ECONOMíA › OPINION
› Por Raúl Dellatorre
Entre la política de administración de precios de la gestión anterior de la Secretaría de Comercio (congelamiento y acuerdos parciales de Guillermo Moreno) y la que acaba de lanzar el actual equipo económico, se escucha y lee en estos días que las principales diferencias son “de estilo” y “un poco más de prolijidad” ahora que antes, pero no mucho más. Por eso, quienes así analizan la cuestión no le asignan gran futuro al actual ensayo, porque no ataca “las causas reales”, que no serían otras que un excesivo gasto público y una emisión monetaria descontrolada. Traducido en términos simples: proponen resolver la inflación con una brutal recesión, que en definitiva convalide la transferencia de ingresos en favor de quienes abusaron en estos últimos meses de su posición dominante en los mercados y se favorecieron en su rol de “formadores de precios”.
La conducción económica (y sobre todo la política) del Gobierno rechaza esta receta, asumiendo todos los riesgos que ello implica. Lo hizo con el intento de administración acordada de Moreno y vuelve a rechazarlo con el nuevo ensayo. El anterior fracasó. El plan actual muestra diferencias importantes con la estrategia de su precedente. Parte de un diagnóstico diferente: reconoce la existencia de una concentración excesiva en mercados fundamentales, presencia de formadores de precios capaces de controlar las cadenas respectivas de producción y comercialización, y de conductas comerciales abusivas y engañosas, que desprotegen a consumidores que terminan sin saber qué vale cada cosa ni cómo defenderse. Consumidores que sospechan que les están robando, pero tampoco saben quién lo hace.
Tras reconocer esas falencias, la nueva política de precios ensaya algunos intentos de revertirlas. Pone en manos de los consumidores un listado importante de artículos y precios (la información, como herramienta defensiva), con el compromiso de las grandes cadenas de ofrecerlos en esas condiciones (acuerdo con los oferentes). El acuerdo debería funcionar por tres meses (una especie de tregua), tras lo cual se podrían revisar los precios. Antes de que eso ocurra, el Gobierno se propone hacer un seguimiento de la cadena de producción y comercialización para verificar potenciales nudos u obstáculos que afecten el abastecimiento o la estructura de precios (atacar las causas estructurales, los cuellos de botella, oferta no competitiva). Quienes afirman que los acuerdos de precios fracasan indefectiblemente porque atacan sólo las consecuencias pero no las causas deberían prestar alguna atención a este aspecto de la propuesta.

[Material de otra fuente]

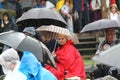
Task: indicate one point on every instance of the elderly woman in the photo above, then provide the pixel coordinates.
(68, 61)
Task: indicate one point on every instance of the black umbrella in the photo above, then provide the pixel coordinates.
(21, 42)
(101, 25)
(41, 16)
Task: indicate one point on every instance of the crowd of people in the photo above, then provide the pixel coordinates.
(69, 62)
(77, 13)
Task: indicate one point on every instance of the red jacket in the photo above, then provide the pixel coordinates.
(69, 60)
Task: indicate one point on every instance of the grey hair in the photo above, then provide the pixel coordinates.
(10, 55)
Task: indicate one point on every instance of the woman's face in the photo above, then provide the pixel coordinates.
(61, 39)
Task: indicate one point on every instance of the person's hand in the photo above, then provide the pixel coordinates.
(69, 16)
(106, 46)
(53, 54)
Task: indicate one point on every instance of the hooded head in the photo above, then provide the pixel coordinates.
(8, 60)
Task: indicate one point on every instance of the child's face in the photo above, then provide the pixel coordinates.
(113, 9)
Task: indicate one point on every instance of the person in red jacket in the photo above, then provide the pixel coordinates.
(69, 62)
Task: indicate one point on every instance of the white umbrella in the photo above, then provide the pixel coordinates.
(110, 57)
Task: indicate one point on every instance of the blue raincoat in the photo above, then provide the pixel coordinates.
(33, 69)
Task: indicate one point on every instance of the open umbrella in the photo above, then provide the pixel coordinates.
(57, 29)
(21, 42)
(101, 25)
(41, 16)
(110, 57)
(10, 12)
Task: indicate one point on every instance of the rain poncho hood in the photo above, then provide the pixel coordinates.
(33, 69)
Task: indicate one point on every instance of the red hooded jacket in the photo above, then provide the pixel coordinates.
(69, 61)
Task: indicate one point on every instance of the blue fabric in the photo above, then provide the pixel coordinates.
(33, 69)
(1, 5)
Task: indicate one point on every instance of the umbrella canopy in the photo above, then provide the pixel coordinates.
(10, 12)
(57, 29)
(21, 42)
(41, 16)
(101, 25)
(110, 57)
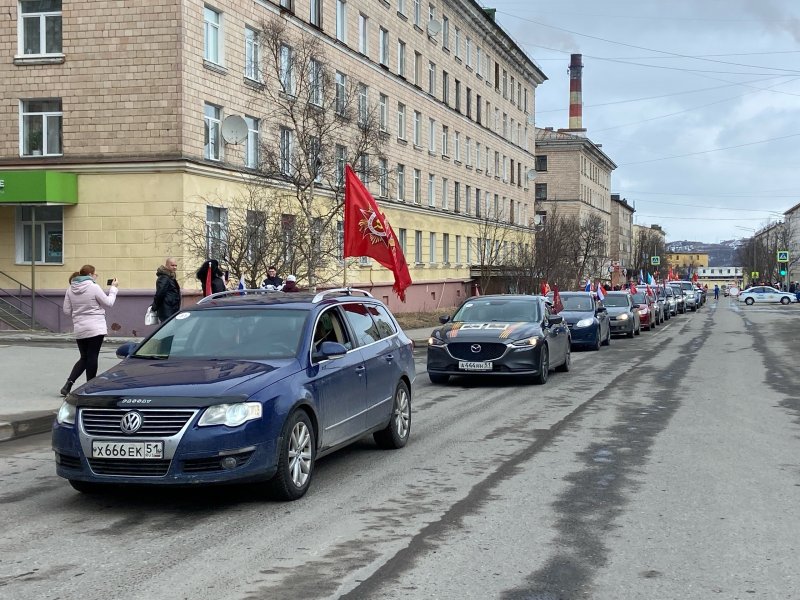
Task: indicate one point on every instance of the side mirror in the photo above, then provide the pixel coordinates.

Los análisis de mercado en los despachos de los actuales ocupantes del Palacio de Hacienda indican que no son más de 80 proveedores los que controlan el 75 por ciento de los productos que componen la canasta básica de consumo de la población. Siendo tan pocos, ostentan un enorme poder. Pero también al ser menos, constituyen un objetivo más preciso para su control. En ellos, y en las 20 o 30 grandes cadenas que ocupan una proporción similar de la comercialización, está centrada la actual etapa de la batalla contra la inflación.

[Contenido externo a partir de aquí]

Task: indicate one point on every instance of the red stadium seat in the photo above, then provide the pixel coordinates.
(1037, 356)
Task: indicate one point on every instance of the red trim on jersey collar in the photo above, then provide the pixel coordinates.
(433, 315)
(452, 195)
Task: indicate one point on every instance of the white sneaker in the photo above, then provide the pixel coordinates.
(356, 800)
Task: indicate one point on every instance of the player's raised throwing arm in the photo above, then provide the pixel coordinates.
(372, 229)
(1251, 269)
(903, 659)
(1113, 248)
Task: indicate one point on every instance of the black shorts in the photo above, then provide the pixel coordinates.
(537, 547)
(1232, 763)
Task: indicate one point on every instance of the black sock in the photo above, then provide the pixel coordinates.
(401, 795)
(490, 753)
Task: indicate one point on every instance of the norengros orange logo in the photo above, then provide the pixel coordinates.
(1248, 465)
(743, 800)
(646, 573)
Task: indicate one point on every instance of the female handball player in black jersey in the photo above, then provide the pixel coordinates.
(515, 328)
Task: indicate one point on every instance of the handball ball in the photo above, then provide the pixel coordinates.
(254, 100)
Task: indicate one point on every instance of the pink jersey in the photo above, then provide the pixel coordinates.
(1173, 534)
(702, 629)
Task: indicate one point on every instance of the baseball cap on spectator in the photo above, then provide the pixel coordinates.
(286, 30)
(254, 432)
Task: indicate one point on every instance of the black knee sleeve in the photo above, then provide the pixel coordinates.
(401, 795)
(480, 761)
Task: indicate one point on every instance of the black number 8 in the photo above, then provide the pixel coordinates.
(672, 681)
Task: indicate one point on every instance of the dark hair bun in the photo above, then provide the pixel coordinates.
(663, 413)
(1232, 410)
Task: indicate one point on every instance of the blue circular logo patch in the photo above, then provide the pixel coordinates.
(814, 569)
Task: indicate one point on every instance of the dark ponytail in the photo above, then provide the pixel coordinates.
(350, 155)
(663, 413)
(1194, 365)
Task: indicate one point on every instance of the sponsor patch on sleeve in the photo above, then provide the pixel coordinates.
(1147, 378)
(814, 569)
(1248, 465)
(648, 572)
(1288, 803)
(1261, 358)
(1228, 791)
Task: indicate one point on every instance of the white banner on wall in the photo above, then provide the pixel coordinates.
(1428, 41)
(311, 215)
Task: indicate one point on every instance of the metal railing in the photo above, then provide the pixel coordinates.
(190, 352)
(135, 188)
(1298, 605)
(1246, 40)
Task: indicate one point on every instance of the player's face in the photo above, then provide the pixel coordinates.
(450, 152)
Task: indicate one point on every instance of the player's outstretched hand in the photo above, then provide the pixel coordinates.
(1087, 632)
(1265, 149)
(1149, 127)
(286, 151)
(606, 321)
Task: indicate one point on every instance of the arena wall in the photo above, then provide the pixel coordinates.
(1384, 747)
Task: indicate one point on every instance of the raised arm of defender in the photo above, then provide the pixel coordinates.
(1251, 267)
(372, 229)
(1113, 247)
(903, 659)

Estos mismos grandes actores fueron los que hicieron fracasar el plan anterior, de Guillermo Moreno, traicionándolo: pergeñaron maniobras de cambios de packaging (presentación de envases) o directamente sustitución de productos acordados por otros ajenos al acuerdo, que viabilizaron aumentos en las góndolas del 185 por ciento (lavandina de la marca líder) o el 244 por ciento (yogures de la primera marca del rubro) tan sólo en los nueve meses de vigencia del acuerdo (abril a diciembre de 2013). Esos mismos actores vuelven a estar dentro del nuevo acuerdo. El que cambió es el actor del otro lado del mostrador: el Estado. Al menos, en su actitud de control y seguimiento. Nadie puede garantizar un resultado exitoso, pero habrá que reconocer lo promisorio del cambio.
El planteo del conflicto por parte de las actuales autoridades muestra, también, el reconocimiento de un aumento en el precio de bolsillo para muchos artículos de primera necesidad muy por encima del índice oficial de precios al consumidor. Algunos de los promotores de los índices alternativos opositores, inclusive desde el Congreso, lo festejaron. Pero también deberían pronunciarse sobre la responsabilidad de los grandes formadores de precios, que aplicaron aumentos desorbitantes e injustificados hasta diciembre, que los “relevamientos privados” computaban pero no denunciaban. Esas actitudes, ahora conocidas con nombre y apellido, merecerían algún tipo de pronunciamiento público de quienes vienen ocupándose insistentemente del “flagelo de la inflación”. Sería interesante que se pronuncien sobre este nuevo y diferente intento oficial de controlarlos, y hasta que se sumen a la convocatoria de un control popular de precios. Si no, correrían el riesgo de que alguien confunda su silencio con una actitud cómplice hacia los grupos dominantes.